Inadequate regulations, along with minimal enforcement of existing laws, affect many aspects of the construction industry, with deaths on building sites due to lack of safety regulations rising to roughly four people a day in 2009, according to the International Labor Organization—the most recent data available.
Mr. Landis said that for some developers, the expense of complying with labor regulations was so high that the possibility of a person dying on a construction site was worth the risk.
“When somebody dies, typically the payout is only about $2,500 dollars, so in terms of the contractor, that’s a risk they’re willing to take.
“If they lose a life and it costs them $2,500 for the funeral, that’s a small drop in the bucket for the construction cost. They can afford it,” he said.
Despite this, Mr. Sour says there are laws in place to punish developers whose construction practices cause injury or death.
“The law clearly states that if there is any misconduct and if it results in injury, the construction company needs to pay not only the compensation and the medical expenses, but also face criminal charges if they indirectly caused injury to the people,” he said.
A new law regulating construction is currently being drafted, and is expected to be finished later this year.
Phuoeng Sophean, a secretary of state at the Land Management Ministry, said the law would at least attempt to eliminate some of the worst problems with on-site camps, including banning children from construction sites.

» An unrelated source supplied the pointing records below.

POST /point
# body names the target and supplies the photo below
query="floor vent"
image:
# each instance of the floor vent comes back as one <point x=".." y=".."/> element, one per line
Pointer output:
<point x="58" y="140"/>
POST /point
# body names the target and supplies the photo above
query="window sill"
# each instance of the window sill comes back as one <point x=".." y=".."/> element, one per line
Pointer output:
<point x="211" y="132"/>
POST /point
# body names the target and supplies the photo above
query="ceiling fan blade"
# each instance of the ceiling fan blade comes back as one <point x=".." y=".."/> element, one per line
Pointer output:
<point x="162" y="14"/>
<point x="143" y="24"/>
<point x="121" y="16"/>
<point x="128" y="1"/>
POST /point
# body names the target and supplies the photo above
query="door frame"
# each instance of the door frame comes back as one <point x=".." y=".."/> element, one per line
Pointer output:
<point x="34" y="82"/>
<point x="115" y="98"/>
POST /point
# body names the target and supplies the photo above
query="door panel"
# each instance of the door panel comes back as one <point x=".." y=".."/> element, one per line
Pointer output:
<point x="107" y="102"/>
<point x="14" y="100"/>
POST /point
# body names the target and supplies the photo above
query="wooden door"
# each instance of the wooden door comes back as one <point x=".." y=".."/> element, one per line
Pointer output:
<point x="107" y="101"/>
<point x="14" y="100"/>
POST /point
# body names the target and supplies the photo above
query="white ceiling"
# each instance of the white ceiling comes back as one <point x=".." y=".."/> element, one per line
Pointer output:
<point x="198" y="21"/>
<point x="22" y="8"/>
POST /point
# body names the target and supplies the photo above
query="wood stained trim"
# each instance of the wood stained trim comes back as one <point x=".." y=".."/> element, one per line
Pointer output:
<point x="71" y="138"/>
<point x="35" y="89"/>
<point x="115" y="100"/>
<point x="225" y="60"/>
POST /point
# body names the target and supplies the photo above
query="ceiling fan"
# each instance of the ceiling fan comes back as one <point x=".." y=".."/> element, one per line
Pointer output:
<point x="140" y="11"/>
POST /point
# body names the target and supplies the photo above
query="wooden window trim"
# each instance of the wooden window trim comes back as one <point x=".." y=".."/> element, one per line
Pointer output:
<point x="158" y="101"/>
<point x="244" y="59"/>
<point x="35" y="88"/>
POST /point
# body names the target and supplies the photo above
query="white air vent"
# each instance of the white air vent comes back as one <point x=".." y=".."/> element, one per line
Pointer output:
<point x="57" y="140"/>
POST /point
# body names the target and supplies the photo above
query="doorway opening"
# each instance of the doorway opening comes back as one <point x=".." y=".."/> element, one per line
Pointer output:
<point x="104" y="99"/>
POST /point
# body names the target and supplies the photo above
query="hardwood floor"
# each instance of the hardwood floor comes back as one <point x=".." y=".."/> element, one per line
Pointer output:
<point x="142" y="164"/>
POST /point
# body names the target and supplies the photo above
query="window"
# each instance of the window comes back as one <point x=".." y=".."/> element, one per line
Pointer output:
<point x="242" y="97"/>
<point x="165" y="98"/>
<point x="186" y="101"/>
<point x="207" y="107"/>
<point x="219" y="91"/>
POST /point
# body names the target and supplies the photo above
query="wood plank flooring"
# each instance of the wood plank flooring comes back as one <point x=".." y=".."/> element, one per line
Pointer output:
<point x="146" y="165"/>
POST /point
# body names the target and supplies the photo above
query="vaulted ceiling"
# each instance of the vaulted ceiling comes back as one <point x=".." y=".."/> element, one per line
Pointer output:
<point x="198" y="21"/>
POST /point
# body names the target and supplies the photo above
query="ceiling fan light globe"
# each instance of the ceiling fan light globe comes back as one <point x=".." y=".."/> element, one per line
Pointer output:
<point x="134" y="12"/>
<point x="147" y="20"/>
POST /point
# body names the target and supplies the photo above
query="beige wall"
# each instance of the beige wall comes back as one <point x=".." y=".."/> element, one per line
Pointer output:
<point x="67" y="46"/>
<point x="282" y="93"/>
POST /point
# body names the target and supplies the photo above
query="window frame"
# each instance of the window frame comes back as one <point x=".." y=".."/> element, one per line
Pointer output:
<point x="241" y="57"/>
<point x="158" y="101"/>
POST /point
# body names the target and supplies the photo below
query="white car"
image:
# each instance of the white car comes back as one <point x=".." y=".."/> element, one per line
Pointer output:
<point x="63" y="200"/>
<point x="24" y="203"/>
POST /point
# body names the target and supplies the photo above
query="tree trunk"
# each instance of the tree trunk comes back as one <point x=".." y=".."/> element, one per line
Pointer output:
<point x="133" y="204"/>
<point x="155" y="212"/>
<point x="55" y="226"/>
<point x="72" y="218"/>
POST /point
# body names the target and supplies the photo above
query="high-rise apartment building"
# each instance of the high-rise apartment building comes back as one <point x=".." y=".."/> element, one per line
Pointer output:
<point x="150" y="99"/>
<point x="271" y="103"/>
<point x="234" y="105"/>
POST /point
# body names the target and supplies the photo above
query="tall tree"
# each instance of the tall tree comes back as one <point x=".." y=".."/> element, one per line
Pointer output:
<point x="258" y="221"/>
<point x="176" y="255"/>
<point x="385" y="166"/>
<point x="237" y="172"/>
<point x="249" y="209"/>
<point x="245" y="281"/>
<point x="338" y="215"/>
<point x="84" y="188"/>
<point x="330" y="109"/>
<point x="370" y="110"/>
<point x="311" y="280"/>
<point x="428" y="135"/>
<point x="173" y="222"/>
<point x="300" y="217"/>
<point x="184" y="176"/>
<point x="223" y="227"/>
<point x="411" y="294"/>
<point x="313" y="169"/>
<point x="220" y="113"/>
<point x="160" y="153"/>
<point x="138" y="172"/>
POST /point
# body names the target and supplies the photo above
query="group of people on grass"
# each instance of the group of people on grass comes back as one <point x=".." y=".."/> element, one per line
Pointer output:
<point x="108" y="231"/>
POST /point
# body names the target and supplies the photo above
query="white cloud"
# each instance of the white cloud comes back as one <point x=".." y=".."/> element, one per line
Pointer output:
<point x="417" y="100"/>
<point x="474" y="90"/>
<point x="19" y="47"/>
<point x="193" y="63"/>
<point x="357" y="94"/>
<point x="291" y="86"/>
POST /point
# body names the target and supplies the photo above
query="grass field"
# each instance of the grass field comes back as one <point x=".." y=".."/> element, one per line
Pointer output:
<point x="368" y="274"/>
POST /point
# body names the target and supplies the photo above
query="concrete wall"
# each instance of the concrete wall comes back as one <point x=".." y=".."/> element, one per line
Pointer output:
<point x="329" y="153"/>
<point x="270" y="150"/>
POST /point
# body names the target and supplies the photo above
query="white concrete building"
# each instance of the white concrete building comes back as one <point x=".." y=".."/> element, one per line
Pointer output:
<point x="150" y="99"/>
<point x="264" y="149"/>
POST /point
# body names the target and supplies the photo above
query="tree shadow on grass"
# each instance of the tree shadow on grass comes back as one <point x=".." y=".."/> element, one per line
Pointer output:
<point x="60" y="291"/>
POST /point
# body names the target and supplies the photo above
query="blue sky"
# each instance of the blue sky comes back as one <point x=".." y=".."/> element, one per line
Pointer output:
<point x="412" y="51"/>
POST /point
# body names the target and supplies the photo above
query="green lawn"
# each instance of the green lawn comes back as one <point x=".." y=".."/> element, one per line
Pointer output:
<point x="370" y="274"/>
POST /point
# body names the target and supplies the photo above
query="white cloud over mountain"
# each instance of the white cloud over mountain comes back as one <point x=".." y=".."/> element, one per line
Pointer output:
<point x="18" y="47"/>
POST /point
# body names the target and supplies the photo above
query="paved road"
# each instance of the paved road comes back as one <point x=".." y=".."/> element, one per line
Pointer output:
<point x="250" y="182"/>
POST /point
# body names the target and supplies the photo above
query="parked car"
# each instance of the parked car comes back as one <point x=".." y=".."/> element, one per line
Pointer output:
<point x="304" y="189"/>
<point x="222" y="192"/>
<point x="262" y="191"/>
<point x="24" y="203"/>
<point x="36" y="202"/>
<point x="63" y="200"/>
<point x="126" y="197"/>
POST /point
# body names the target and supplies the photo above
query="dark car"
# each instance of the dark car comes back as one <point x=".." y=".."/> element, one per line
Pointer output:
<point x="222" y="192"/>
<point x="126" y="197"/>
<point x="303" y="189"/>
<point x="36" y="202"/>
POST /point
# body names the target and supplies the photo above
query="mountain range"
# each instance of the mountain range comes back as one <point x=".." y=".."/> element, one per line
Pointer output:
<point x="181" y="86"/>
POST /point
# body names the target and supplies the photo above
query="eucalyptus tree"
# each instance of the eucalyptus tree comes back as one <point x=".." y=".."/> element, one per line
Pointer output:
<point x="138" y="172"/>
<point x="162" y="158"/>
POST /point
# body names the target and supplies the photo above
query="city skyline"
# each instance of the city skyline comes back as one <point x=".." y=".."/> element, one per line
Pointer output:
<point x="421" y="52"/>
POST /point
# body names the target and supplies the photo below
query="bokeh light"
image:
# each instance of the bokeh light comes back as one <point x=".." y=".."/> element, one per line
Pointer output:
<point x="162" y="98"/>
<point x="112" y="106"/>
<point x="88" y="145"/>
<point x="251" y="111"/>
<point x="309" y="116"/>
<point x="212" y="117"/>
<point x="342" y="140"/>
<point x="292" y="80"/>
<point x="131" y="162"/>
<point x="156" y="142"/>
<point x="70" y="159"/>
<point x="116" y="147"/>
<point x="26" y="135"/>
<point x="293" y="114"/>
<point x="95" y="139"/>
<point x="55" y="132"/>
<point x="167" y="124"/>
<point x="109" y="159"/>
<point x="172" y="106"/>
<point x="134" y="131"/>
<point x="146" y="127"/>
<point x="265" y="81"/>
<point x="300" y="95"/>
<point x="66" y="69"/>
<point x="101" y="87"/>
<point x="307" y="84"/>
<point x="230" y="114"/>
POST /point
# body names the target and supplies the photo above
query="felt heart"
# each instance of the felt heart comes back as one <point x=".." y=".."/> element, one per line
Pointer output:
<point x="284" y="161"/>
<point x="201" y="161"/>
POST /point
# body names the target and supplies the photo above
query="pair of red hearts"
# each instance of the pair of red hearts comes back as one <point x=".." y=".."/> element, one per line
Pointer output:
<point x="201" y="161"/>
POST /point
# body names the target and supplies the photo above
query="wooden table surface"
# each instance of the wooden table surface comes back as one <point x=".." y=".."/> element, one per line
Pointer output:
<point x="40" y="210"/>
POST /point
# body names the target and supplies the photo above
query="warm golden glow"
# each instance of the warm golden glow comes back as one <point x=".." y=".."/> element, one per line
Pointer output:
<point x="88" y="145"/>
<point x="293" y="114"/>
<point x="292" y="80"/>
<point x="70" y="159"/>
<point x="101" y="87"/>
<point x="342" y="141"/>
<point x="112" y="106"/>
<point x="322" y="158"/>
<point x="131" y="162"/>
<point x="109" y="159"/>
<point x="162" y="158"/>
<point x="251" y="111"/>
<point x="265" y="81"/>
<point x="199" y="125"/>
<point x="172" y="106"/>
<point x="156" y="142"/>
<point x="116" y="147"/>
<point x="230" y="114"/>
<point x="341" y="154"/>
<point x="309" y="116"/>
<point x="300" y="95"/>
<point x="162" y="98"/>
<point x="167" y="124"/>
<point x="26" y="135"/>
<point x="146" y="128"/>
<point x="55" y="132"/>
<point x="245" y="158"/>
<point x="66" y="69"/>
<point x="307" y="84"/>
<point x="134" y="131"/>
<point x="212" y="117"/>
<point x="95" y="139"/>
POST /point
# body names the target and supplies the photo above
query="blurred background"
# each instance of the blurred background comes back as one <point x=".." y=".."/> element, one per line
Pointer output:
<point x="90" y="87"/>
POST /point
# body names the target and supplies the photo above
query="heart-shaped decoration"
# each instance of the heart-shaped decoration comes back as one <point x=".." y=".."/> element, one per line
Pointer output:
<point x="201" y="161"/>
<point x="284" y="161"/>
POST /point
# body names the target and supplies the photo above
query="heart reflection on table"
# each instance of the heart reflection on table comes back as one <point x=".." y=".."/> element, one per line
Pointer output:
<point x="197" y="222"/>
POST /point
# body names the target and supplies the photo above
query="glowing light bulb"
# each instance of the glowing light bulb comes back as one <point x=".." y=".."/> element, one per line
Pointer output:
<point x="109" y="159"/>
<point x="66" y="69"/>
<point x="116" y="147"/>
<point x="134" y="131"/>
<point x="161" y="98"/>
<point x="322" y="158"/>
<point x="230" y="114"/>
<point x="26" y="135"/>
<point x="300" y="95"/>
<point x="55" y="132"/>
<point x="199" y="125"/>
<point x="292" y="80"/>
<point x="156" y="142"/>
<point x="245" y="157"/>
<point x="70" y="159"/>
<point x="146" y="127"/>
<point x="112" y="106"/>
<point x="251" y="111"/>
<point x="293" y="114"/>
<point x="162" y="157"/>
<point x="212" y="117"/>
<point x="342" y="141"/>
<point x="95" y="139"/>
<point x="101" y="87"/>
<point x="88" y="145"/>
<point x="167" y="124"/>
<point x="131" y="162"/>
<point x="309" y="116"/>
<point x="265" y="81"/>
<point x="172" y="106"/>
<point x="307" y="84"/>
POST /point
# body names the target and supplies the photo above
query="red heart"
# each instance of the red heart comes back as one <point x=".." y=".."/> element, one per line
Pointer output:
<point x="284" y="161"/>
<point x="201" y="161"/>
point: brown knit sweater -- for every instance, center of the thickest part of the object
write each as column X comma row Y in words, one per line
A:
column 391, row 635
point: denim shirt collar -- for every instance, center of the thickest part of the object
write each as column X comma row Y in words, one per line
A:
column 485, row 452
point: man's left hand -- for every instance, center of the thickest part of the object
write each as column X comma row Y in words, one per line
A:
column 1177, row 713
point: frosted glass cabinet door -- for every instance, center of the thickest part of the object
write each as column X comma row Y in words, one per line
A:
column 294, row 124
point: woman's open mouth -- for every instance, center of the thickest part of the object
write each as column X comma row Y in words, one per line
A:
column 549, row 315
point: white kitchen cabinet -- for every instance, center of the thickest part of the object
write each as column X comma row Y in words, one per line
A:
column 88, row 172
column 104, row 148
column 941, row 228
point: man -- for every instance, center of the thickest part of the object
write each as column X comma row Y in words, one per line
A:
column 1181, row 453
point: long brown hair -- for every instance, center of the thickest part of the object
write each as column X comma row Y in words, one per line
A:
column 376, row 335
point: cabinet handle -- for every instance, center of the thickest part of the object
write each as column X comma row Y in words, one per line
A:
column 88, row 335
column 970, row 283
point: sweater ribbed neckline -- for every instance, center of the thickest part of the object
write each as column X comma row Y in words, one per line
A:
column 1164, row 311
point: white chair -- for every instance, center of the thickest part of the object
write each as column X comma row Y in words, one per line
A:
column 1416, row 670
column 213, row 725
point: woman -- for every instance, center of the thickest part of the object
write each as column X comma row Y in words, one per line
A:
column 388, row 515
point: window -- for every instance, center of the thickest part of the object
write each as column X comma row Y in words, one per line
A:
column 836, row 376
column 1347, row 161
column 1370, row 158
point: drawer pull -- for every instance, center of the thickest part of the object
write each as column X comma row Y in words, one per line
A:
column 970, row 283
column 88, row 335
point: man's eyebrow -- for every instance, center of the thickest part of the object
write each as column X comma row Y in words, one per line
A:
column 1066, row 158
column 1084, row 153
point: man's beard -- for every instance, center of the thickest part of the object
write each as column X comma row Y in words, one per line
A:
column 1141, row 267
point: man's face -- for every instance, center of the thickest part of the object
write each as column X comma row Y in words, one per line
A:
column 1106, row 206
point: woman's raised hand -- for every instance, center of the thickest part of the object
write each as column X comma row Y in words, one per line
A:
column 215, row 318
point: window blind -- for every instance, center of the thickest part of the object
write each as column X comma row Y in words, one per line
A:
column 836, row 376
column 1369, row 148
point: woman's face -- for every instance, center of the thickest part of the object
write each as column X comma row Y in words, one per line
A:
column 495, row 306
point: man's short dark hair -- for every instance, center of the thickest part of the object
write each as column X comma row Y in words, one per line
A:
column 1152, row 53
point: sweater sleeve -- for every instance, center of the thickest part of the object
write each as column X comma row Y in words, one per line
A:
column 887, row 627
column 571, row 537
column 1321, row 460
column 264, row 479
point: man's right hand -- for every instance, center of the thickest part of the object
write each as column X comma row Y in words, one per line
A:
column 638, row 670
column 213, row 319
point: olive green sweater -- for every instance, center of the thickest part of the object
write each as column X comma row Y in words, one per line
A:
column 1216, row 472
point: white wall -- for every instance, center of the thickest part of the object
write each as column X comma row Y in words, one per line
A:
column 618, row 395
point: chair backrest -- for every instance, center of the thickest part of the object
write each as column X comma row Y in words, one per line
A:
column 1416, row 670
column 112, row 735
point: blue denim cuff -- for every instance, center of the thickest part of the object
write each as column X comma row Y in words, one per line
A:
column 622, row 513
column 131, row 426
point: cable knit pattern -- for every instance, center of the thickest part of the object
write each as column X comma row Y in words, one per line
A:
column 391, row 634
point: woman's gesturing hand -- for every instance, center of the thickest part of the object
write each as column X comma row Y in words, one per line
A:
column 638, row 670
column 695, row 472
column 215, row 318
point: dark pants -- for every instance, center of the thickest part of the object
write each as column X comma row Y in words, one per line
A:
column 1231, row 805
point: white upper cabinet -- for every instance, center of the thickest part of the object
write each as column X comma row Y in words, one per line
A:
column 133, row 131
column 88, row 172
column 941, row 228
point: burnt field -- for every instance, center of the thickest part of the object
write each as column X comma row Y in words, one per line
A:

“But in the case of workers, it will depend on the actual situation of the construction site, and if they are allowed [to live there], the owners of the construction site will have to arrange proper accommodation for them with a good environment,” he said, adding that workers would not be allowed to live on small building sites.
Asked what legal actions would be taken if these rules were not followed, he said, “The law is still being drafted with hope to be finalized this year. So, I cannot answer this question.”
The transient lifestyle of many construction workers and their families affects women and children the most, according to Ee Sarom, executive director of Sahmakum Teang Tnaut, a local urban issues NGO.
“There is no proper hygiene, no clean running water or electricity, and there is a greater risk of violence, especially toward women who stay there,” he said. “Personal security is not so good.”
“Children cannot go to school because they cannot register at the local school. They need the documentation, and also because their families are mobile, they need to move to different places, so they cannot study.”
Indeed, sending their 11-year-old daughter to school is not even a remote possibility for Ms. Srey Mao and her husband.
There is nobody to take care of the child in their hometown in Prey Veng province, where they spend part of the year farming rice.
In Phnom Penh, they do not have a regular address and cannot afford the expense of books and school fees; most of the money they earn goes toward paying back a $1,000 microloan the family took out.
Instead, the child mostly hangs around the construction site, doing nothing.
“I cannot afford to send her to school,” Ms. Srey Mao said. “With the money I make, I don’t have enough to pay off the interest on my loan.”
At the Daun Penh site, Yoeun Narong, a 20-year-old construction worker who is also from Prey Veng, was hosting his 8-year-old sister, Lyhorng, on a visit during her school holiday.
“I think it’s safe for her because my manager instructed me and other workers not to allow children to go out of the construction site, but to take care of them inside, because inside, the construction material and steel cannot fall down,” he said.
As he spoke, Lyhorng sat next to him on the concrete floor, playing with pieces of rubble.
Asked how she liked living on the site, she said simply, “I feel afraid.”